Key fundamental principles

Integrity – Would processing the payments without adequate explanation be seen as being honest and fair by others?

Objectivity – How will you be able to demonstrate your independence*, actual or perceived, from the Chief Executive?

Professional competence and due care - How can allowing the expense payments to be processed without adequate explanation be seen as acting with due skill, care and diligence?

Professional Behaviour - How should you proceed so as not to discredit yourself?


Identify relevant facts: Consider the business’ policies, procedures and guidelines, accounting standards, best practices, code of ethics, applicable laws and regulations. Is it possible to obtain details or documentation of the “understanding” between the Chief Executive and the Chairman? Have you discussed the matter directly with the Chief Executive and /or Chairman to ensure you have the real facts?

Identify affected parties: Key affected parties are you, the Chief Executive and the Board. Other possible affected parties are the expense processing department, human resources, internal audit, tax department, Audit committee*, employees, shareholders and financial backers.

Who should be involved in resolution: Consider not just who should be involved, but also for what reason and timing of their involvement.
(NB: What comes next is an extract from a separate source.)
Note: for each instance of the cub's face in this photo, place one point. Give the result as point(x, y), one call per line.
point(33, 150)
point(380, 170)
Have you thought of contacting ICAEW for advice and guidance? Do you have trusted colleagues with whom you can discuss your position? At what point will you consider involving the Board and the Audit committee*?

Possible course of action

Discuss the issue further with the Chief Executive and ask for details of the trip or documentary evidence of this “understanding” between the Chief Executive and the Chairman. During this discussion, explain to the Chief Executive the reasons why this information is needed, for example, to conform with the organisation’s policies, procedures and guidelines. Explain to the Chief Executive that it may be necessary to ensure that the contentious items are included in a P11D, and argued as a deductible expense with the Revenue. If the Chief Executive will not provide the necessary information, explain that the matter will have to be discussed with the Chairman, and you will set up a meeting with all three of you.

If no satisfactory response is obtained from the Chief Executive and the Chairman, next steps could include discussion with the Board, internal audit, Audit committee* and external auditors.

During the resolution process, it may be helpful to document your involvement, the substance of the discussions held, who else was involved, what decisions were made and why.